Learn to hide metaboxes and menu items from these users so as to make the Dashboard less scary, build a standard theme or child theme of Twenty-X (any that come with WordPress by default - these are regularly updated and truly free), use a limited set of proven, reliable plugins, custom code your own plugin to solve this niche's problem, voila.
posted by Meagan at 7:07 PM on May 12, 2016 [1 favorite]

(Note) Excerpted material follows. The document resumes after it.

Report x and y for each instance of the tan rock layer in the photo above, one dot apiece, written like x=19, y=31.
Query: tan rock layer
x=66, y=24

I don't understand why the choice is Wordpress vs. your own CMS. There are a lot of other CMS options, such as Contentful, Perch, Pulse, Couch, Surreal, etc. Whether or not they would work for you is a different question.
posted by OCDan at 9:41 PM on May 12, 2016 [5 favorites]


My brain works in a weird way, because I KNOW it will be easier if I go with WordPress but I lose interest if I'm not rolling my own CMS. Something to consider when making your decision. Good luck!
posted by santaglue at 10:59 PM on May 12, 2016


Seconding the suggestion that you look at smaller CMSs. I've had some very happy non-technical clients using Perch, and the Perch builders have blogged a lot about how they built it if you're interested in what kind of workload that involves.

Also nth-ing the suggestion that as long as you update their sites for free they will never learn any CMS you set up for them.
posted by harriet vane at 1:56 AM on May 13, 2016 [1 favorite]


Craft or MODx? Very customizable.

Include a sheet of clear instructions for your clients on navigating the CMS. Build a few hours of follow-up help into the contract. Then set an hourly rate for future work. They'll learn to update it.